Les membres du personnel ont suivi des cours de mandarin. Je m’y suis aussi initié. Nous avons aussi des Chinois qui travaillent dans tous les départements. Le sous-directeur parle le mandarin couramment. Au niveau de la restauration et à l’accueil il y a des personnes qui parlent chinois. Il y a toujours quelqu’un pour répondre à leurs questions. Une hotline fonctionne 24/24h pour répondre aux questions, en mandarin. Des tablettes ont été placées dans les chambres avec possibilité d’avoir les menus en mandarin. Des explications sur Maurice sont également données en mandarin. Au petit-déjeuner nous avons une offre adaptée aux Chinois. Nous n’avons aucun souci avec notre clientèle chinoise. Une fois qu’elle sait qu’on s’occupe d’eux et qu’elle est à l’aise, il n’y a pas de problèmes.
Depuis votre retour à LUX* vous avez réussi à faire de la compagnie une entreprise profitable. Quel est votre secret ?
L’esprit d’équipe ! Nous avons une équipe qui travaille ensemble et une direction collective. On a commencé par les valeurs. Tout le monde a la même vision des choses et une certaine rigueur dans le travail. Le sens de leadership est important. Il est primordial de donner l’exemple. Pendant les travaux de rénovation de LUX* Belle Mare je suis ici 24h/24. Il faut soutenir tout le monde. Lorsqu’on veut apporter un changement, il faut être présent sur place. Ceux qui n’aiment pas sont partis. D’autres sont venus et sont fantastiques. Ils ont mis la main à la pâte. Tout dépend de la personne. Si on a cette motivation qui vient de l’intérieur ce n’est pas l’argent qui compte, mais l’engagement et la conviction qu’on peut réussir ce qu’on entreprend. On a une équipe extrêmement solide et douée. Il faut également avoir une approche humaine.
Pensez-vous qu’il y a trop d’hôtels à Maurice ?
Je pense qu’il faudrait faire une pause pour rattraper les sièges d’avion. L’aéroport SSR a la capacité d’accueillir un grand nombre de touristes. Il faut s’arrêter. On a ce qu’on a. Il faut toujours améliorer. Il faut toujours essayer d’innover en permanence.
L’industrie touristique mauricienne a donc de l’avenir ?
Il faut mettre en valeur l’image de Maurice et son peuple fantastique. Tout cela est une question de promotion avec un budget essentiel à la hauteur de nos ambitions. Il faut augmenter le nombre de sièges et de connexions avec les pays où on doit chercher les clients. Il faut agir vite, car le marché est là. Il faut une meilleure communication, des connexions aériennes et consolider cette relation entre la Chine et Maurice. Nous devons mettre en place une campagne promotionnelle avec un impact plus positif en Europe, que ce soit en France, en Grande-Bretagne ou en Allemagne.
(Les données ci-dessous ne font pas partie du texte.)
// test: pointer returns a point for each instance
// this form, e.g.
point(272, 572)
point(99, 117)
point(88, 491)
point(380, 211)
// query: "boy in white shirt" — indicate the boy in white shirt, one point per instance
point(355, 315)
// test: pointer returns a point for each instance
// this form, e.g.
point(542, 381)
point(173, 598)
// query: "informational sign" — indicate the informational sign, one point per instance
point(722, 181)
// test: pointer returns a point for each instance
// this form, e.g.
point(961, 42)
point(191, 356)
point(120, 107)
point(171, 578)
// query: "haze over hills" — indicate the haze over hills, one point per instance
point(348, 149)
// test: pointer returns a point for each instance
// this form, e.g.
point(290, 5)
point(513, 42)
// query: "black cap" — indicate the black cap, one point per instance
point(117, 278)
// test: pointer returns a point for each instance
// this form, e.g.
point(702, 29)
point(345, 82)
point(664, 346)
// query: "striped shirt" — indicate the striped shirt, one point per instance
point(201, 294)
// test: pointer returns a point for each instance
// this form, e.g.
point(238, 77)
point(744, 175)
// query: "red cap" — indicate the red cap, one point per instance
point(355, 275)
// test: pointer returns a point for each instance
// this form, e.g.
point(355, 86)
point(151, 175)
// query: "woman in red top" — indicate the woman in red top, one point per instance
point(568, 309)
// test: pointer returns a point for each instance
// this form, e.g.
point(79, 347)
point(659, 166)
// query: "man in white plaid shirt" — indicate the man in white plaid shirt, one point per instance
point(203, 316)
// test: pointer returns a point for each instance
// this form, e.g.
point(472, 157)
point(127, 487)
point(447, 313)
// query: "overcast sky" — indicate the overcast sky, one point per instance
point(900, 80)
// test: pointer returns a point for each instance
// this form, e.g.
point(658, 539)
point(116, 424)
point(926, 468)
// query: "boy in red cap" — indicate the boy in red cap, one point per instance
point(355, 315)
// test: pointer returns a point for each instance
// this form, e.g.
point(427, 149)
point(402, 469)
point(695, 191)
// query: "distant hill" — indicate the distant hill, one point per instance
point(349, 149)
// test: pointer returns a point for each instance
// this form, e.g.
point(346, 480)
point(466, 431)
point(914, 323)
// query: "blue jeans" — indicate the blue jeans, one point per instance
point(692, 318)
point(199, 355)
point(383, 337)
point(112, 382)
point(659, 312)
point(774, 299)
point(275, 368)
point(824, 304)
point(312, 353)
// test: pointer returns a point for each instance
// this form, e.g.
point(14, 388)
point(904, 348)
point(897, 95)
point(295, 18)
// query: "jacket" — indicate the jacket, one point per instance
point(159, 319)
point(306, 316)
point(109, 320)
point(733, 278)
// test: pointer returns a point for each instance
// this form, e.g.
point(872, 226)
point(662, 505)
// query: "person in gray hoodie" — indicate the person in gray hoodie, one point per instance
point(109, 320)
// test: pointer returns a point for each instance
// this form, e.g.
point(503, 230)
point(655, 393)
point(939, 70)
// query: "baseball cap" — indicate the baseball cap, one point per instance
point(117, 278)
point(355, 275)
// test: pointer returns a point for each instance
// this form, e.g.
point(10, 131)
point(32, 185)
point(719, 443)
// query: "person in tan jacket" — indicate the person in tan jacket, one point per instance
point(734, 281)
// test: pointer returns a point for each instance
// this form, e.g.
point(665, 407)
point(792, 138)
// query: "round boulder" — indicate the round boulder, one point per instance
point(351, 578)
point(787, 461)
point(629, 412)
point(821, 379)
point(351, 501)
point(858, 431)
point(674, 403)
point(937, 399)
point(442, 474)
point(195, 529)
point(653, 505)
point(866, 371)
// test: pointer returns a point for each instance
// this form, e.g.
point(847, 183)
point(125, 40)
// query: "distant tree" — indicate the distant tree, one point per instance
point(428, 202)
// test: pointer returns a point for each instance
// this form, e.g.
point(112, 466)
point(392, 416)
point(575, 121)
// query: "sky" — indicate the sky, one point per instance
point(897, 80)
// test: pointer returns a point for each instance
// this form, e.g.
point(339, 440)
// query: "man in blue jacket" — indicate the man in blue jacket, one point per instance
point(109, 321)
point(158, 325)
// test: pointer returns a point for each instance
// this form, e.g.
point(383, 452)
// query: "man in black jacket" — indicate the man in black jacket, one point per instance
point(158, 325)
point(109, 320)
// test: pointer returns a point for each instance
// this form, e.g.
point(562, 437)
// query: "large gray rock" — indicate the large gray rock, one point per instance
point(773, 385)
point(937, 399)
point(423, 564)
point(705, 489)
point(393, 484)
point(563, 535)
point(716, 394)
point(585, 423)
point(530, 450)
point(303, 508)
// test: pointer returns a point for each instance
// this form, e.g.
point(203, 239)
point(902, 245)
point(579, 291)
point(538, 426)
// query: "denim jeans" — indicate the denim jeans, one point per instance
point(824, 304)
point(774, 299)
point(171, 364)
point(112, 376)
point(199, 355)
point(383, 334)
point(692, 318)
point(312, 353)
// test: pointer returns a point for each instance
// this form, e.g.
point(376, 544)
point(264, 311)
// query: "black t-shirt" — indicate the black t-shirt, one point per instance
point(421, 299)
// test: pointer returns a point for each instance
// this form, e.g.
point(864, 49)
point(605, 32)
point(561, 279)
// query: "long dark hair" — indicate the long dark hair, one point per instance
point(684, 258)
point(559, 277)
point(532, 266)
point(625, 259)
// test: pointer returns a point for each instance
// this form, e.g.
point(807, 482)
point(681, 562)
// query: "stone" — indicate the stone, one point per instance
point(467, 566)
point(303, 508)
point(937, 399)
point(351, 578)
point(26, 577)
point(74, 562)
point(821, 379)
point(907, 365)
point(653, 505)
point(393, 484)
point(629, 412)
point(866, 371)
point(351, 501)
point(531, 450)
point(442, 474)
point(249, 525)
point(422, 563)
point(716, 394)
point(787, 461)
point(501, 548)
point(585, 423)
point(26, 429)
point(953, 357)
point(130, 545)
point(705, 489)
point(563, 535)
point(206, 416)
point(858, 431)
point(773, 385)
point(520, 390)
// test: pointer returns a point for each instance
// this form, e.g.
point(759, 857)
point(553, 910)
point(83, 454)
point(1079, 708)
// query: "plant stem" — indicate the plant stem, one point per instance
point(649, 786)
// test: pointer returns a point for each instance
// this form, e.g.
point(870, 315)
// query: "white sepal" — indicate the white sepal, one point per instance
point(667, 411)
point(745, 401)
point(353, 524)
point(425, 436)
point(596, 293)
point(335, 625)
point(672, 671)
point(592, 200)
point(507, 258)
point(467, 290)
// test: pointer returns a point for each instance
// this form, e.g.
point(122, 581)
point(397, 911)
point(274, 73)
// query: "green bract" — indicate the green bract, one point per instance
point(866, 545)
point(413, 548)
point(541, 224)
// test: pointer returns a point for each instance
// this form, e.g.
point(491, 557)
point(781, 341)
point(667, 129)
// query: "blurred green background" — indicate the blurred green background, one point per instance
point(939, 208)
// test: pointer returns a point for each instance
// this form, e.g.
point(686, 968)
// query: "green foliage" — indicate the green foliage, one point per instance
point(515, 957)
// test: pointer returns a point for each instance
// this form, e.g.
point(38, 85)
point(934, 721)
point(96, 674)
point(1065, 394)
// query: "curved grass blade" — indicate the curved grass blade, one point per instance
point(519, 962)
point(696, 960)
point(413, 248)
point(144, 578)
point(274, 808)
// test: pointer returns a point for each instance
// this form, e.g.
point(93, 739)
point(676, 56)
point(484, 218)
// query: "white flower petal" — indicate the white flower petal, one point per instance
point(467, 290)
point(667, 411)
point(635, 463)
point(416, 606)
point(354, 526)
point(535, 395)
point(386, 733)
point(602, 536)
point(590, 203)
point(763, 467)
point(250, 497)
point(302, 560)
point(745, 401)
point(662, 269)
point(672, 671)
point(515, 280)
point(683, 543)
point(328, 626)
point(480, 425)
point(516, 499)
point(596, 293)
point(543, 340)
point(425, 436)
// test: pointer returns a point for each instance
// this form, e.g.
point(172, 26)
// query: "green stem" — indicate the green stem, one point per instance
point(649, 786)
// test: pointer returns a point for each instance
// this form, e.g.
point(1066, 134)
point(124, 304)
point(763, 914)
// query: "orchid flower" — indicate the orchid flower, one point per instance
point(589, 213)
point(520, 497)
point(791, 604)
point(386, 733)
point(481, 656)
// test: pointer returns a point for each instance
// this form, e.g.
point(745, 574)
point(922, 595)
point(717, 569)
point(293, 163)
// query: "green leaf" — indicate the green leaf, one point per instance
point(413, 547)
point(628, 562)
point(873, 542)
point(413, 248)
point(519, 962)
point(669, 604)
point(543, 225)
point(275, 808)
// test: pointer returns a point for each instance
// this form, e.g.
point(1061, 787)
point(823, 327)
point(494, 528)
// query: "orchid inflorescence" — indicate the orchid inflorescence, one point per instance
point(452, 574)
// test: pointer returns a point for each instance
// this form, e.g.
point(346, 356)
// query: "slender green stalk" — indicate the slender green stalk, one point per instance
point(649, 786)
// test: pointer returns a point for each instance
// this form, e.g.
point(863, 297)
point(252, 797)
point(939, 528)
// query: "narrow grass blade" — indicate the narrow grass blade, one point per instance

« Maurice est un plaisir » serait-il un slogan dépassé ?
Peut-être…
Il faut donc un nouveau branding ?
Je crois qu’il faut revoir la marque Maurice. L’image de Maurice d’aujourd’hui n’est pas celle de 1975, l’année où je suis arrivé ici. À l’époque Maurice était un grand village avec un petit aéroport. Il y avait très peu d’hôtels. Aujourd’hui, il y a un réseau routier très développé et des centres commerciaux. Il faut faire une introspection sur ce que Maurice représente. Ce n’est pas un grand travail, il s’agit d’avoir une bonne boîte de branding.
On a parlé d’atteindre les 2 millions de touristes. Est-ce réaliste ?
À long terme oui. Il faut qu’il y ait un plan, une stratégie à long terme pour l’industrie touristique. Il faut de l’action. Je suis quelqu’un de très impatient. J’ai fait la rénovation de LUX* Belle Mare en deux mois.
Nous nous acheminons vers des élections et un autre gouvernement. Quel message voudriez-vous faire passer ?
Ce sera l’occasion de changer de stratégie ou de projeter une nouvelle stratégie. Ce n’est pas seulement Maurice qui cherche les touristes. Beaucoup d’autres pays le font. Il faut agir. J’espère que le prochain gouvernement va prôner l’action et vite.